Question about LuaSocket and HTTP

classic Classic list List threaded Threaded
4 messages Options
Reply | Threaded
Open this post in threaded view
|

Question about LuaSocket and HTTP

Geoff Smith

Hi


I am trying to learn a bit more about how to download a webpage using LuaSocket. What I was trying to do was download the English Premier league results from

http://www.bbc.co.uk/sport/football/results. . That was easy to achieve with this code


local http = require("socket.http")
local ltn12 = require("ltn12")

    fileHandle = io.open([[c:\_resultsFile.html]], "w")
    url1= [[http://www.bbc.co.uk/sport/football/results]]

    http.request(
        {
            url = url1,
            sink = ltn12.sink.file(fileHandle),
        })

This is the front page however, what I want to get is all of the Premier league results.

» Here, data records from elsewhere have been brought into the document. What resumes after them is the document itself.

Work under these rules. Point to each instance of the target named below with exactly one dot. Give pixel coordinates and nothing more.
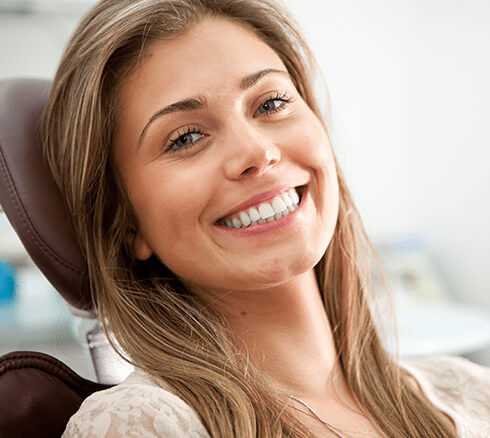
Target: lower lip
(268, 226)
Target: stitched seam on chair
(68, 376)
(27, 223)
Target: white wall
(410, 93)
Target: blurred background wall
(410, 108)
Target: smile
(269, 211)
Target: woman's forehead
(213, 54)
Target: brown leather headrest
(39, 394)
(29, 196)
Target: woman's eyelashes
(273, 104)
(192, 135)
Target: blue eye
(185, 140)
(273, 104)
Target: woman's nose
(251, 155)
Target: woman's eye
(184, 140)
(273, 104)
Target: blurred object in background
(7, 293)
(429, 321)
(50, 6)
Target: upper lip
(256, 199)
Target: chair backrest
(29, 196)
(39, 394)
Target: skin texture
(265, 285)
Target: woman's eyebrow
(182, 105)
(200, 102)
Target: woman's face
(213, 135)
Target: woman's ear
(141, 249)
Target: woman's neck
(287, 334)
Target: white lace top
(139, 407)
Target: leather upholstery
(39, 394)
(29, 196)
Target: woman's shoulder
(137, 407)
(458, 387)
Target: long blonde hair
(161, 327)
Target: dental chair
(38, 393)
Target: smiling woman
(225, 254)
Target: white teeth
(254, 214)
(266, 210)
(287, 199)
(294, 196)
(236, 222)
(278, 205)
(245, 219)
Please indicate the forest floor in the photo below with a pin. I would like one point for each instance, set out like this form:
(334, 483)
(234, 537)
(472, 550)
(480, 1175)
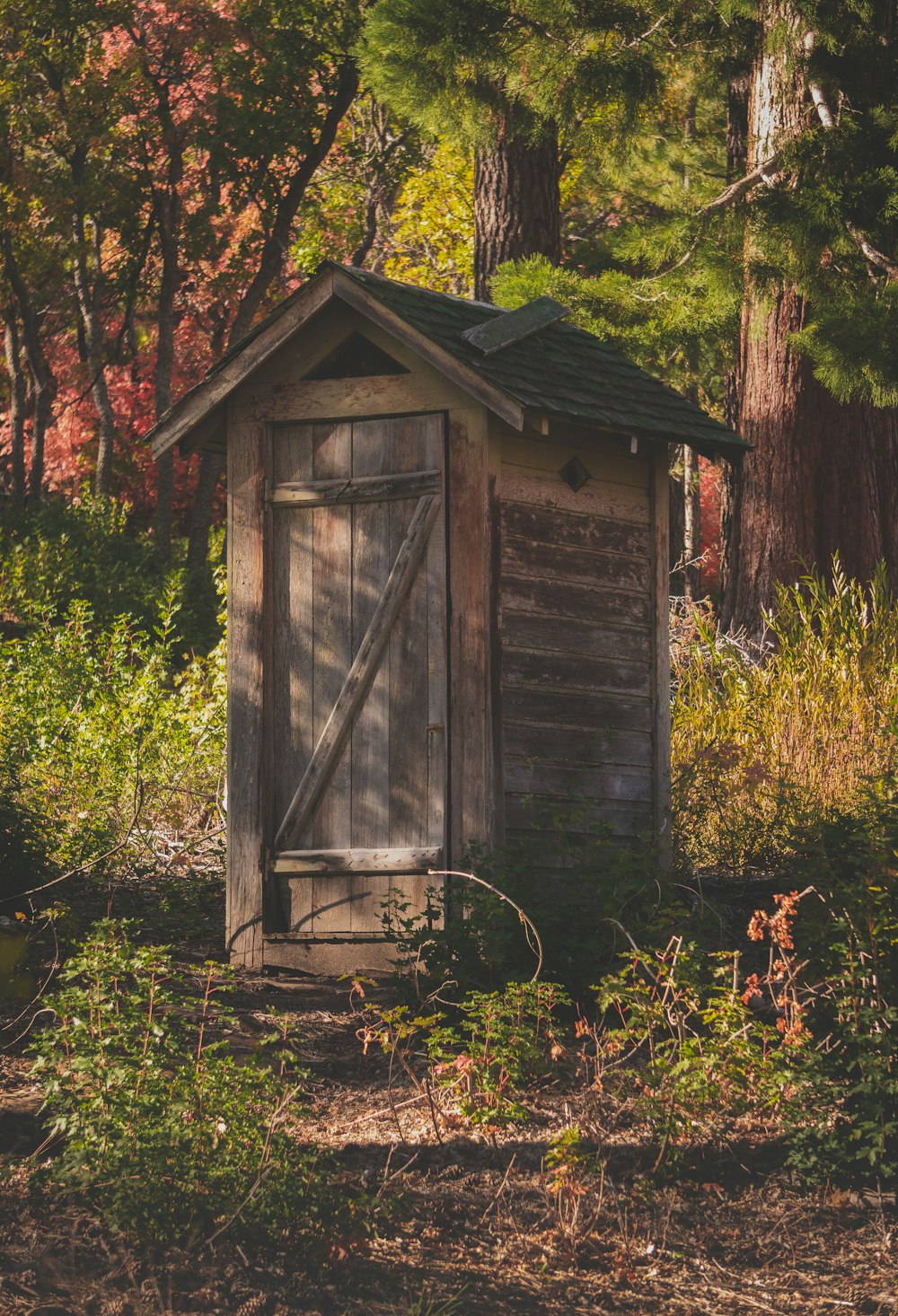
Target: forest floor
(473, 1225)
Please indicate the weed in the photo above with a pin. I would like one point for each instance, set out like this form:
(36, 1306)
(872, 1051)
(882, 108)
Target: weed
(158, 1128)
(502, 1044)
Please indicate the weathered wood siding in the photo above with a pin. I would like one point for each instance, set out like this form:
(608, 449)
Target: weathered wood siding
(578, 655)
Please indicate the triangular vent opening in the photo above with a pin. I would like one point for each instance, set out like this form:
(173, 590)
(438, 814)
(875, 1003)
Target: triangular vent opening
(355, 358)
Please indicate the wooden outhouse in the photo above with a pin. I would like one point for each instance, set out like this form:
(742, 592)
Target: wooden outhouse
(446, 596)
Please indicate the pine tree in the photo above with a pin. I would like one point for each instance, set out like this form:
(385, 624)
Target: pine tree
(790, 216)
(819, 327)
(513, 83)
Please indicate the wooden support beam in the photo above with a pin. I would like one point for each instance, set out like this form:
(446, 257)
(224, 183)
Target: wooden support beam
(308, 862)
(374, 488)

I.e manually navigating the webpage I would select "Premier League" from the left most drop down window.  I can see from looking at the page source this is achieved by sending a GET string


If I sniff the data actually sent from the webpage when I click on "Premier League", I see


GET /bbc/bbc/s?name=sport.football.results.page&select_change_option_value=competition-118996114&select_change_container=NOT-SET&ns_type=hidden&action_name=select_change&action_type=change&ml_name=webmodule&ml_version=50&app_version=2.7.654&page_type=pal_data&sp=football&bbc_site=sport&pal_route=footballResults&app_type=web&language=en-GB&pal_webapp=sport&prod_name=sport&app_name=sport&blq_s=3.5d&blq_r=3.5&blq_v=default-domestic&blq_e=pal&bbc_mc=ad1ps1pf1&screen_resolution=1324x745&ns_ti=BBC%20Sport%20-%20Football%20-%20Results&ns_c=utf-8&ns__t=1462737017061&ns_jspageurl=http%3A%2F%2Fwww.bbc.co.uk%2Fsport%2Ffootball%2Fresults&ns_referrer=http%3A%2F%2Fwww.bbc.co.uk%2Fsport%2Ffootball%2Ffixtures HTTP/1.1


where the gist of the GET selection for the Premier league appears to be      select_change_option_value=competition-118996114


At this point I am stuck, how do I specifiy this GET selection string in the Lua example above ?

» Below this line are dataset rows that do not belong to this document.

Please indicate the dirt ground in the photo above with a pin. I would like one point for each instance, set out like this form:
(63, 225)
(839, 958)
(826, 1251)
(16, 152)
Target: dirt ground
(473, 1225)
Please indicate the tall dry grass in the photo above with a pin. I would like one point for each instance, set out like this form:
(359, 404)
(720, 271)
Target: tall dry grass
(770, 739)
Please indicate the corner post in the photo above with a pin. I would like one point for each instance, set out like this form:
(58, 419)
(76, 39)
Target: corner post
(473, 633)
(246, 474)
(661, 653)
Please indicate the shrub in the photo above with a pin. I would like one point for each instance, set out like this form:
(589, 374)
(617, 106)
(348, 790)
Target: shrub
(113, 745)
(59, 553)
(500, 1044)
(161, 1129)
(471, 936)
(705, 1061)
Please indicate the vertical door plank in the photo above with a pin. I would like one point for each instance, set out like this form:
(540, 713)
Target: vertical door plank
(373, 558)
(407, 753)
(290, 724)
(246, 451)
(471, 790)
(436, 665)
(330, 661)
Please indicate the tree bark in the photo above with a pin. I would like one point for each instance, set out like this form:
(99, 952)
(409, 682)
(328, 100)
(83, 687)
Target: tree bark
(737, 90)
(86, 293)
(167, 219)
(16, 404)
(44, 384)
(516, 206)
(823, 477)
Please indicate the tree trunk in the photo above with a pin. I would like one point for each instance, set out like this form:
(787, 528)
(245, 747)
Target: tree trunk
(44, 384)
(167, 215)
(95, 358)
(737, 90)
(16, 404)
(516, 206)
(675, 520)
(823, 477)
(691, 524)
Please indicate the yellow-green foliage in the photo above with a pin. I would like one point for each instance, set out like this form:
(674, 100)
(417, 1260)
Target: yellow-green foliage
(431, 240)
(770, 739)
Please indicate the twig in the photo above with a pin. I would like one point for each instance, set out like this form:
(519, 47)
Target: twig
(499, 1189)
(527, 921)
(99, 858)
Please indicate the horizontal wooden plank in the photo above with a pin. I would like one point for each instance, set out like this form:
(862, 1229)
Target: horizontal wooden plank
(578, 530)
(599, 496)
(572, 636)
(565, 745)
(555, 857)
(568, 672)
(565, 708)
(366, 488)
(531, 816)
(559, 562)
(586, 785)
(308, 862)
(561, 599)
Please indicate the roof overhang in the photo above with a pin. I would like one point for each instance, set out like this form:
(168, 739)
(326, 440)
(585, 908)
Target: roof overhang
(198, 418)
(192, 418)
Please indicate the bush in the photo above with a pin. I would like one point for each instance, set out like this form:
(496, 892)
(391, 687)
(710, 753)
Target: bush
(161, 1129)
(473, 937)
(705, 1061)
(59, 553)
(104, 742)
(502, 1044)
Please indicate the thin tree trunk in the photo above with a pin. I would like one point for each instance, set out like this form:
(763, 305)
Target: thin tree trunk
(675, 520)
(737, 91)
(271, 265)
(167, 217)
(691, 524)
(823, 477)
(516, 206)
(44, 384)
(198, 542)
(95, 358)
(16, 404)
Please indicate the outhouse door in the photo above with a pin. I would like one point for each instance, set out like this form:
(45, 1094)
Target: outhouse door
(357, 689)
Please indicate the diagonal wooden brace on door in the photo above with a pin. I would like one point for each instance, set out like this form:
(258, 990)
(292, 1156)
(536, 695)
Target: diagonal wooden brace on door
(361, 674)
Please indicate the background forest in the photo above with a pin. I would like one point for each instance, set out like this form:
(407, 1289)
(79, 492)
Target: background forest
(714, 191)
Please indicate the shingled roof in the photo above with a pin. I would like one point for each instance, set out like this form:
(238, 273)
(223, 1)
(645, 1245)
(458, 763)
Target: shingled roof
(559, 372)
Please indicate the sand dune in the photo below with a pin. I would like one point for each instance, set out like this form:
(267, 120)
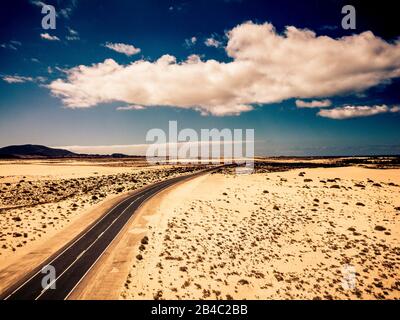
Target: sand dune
(311, 233)
(39, 198)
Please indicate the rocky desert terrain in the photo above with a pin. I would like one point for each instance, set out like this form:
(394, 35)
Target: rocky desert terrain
(315, 233)
(39, 198)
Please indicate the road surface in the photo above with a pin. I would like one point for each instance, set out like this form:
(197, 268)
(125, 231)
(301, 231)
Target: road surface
(76, 259)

Do I add it to the Lua table that is passed to http.request() ? Or more likely do I just append it somehow to the basic site url ?


I have tried numerous variations of adding this to the url but so far cant get it to download the page I want.


Any tips on how to get this http GET to work would be most appreciated. Thanks


Geoff









Reply | Threaded
Open this post in threaded view
|

Re: Question about LuaSocket and HTTP

Vadim A. Misbakh-Soloviov
>
> At this point I am stuck, how do I specifiy this GET selection string in the
> Lua example above ?

In your current case I'd suggest something like:

    url1= [[/sport/football/results]]

    http.request(
        {
            url = [[http://www.bbc.co.uk]]..url1,
            sink = ltn12.sink.file(fileHandle),
        })

and operate with "url1" variable (there will be GET request with exactly it's
content.

But...

Are you sure that you want exactly luasocket and ltn12? ;)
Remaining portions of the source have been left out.